The very next day after they were born, the babies were moved from the Surrogate House to the Six House, a dormitory on campus that had been set aside as a nursery just for them.
It quickly became obvious that a nursery was inappropriate, for within a month of their birth, the six children were the size of ten-year-olds. They not only advanced, physically, they were acquiring acuity and knowledge which greatly exceeded a normal ten-year-old. One of the things that caught the immediate attention of the observers was their facility for language.
“I’m going to quit saying amazing,” Dr. Calhoun said. “That word is going to lose its meaning. But I don’t know how else to describe children who are chronologically only one month old, and who should still be in the new-born stage, but are walking around and communicating.”
“What’s truly amazing is the fact that they can communicate with each other without speaking,” Lewis said. “I’ve seen experiments conducted with people who have shown interesting hints of telepathy, but tele
pathic communication between these subjects requires no tests, it is very obvious.”
“Subjects, Adam?” Damien said.
“Well, we can hardly call them children, can we?”

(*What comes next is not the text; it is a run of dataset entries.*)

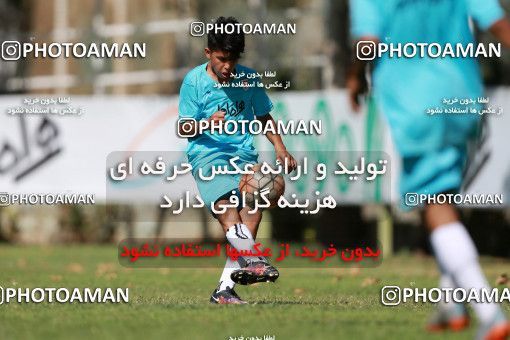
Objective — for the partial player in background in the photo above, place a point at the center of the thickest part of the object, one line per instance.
(202, 99)
(433, 148)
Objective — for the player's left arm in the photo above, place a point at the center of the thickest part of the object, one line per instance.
(366, 22)
(276, 140)
(489, 15)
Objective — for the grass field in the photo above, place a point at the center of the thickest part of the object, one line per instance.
(173, 303)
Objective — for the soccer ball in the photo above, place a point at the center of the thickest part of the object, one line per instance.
(252, 184)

“I see what you mean. I think we need to keep this quiet,” Damien said to the others. “It was bad enough that they were born within less than a month. If it gets out that they are aging at a rate of one year every three days or so, the riots we had at the beginning would be like Sunday school picnics, compared to what we might see.”

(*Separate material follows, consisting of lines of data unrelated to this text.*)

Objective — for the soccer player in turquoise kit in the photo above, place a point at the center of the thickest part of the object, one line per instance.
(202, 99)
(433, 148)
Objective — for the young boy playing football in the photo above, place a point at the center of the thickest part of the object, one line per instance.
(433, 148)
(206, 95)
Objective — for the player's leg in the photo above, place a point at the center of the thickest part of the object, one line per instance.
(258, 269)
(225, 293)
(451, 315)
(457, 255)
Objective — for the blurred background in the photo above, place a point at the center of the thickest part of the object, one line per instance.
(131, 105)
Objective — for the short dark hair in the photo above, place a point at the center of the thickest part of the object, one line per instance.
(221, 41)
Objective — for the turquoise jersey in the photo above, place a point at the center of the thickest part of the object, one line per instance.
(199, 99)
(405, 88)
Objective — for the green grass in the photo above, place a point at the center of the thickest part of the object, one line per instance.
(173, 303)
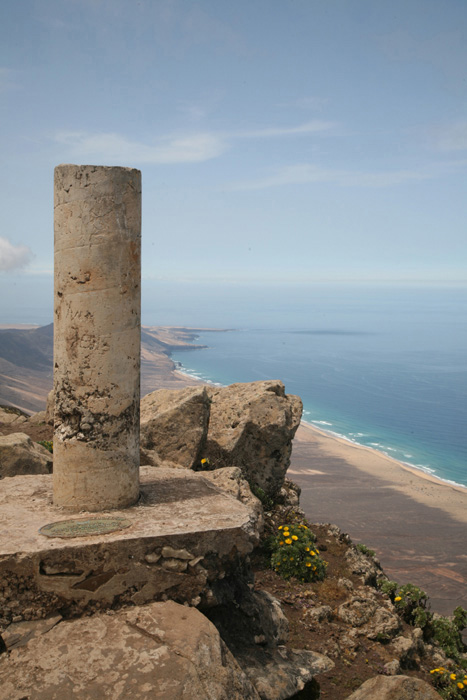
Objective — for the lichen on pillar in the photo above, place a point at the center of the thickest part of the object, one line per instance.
(97, 331)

“What about Ava?” Lewis asked. “She hasn’t seen them for a while but she’s still in St. Louis, and she is still a television commentator. Do you think we’re going to be able to keep her quiet?”
“She has been anxious to see the children,” Damien said. “I’ve managed to put her off, but it’s getting increasingly more difficult. We’re going to have to let her see them before too much longer.”
“Why should we do that?” Calhoun asked. “She’s a journalist, for crying out loud.”
“That’s precisely why we should let her see them,” Damien said. “If we take her into our confidence, then swear her to secrecy, she will honor that pledge. But if we keep her on the outside, she’s going to start probing around, and we don’t want that to happen.”
“I think Damien’s right,” Lewis said. “It’s as LBJ once said, ‘it’s better to have someone in your tent pissing out, than to have someone outside, pissing in’.”
The others laughed.
“Ava Glennon isn’t our only concern,” McElwain said. “We also have Marcus Worley to deal with.”
“Why does he have to know?” Lewis asked.
“Come on, Adam,” Calhoun said. “There is no way this project isn’t going to wind up costing us a lot of money—money that the university doesn’t have. And I can’t see us getting government grants for it without making a lot of things public. And if we make everything public, then there would be so much blow-back that I doubt we would even get a grant. Worley is our only source, and we owe it to him to keep him informed of everything.”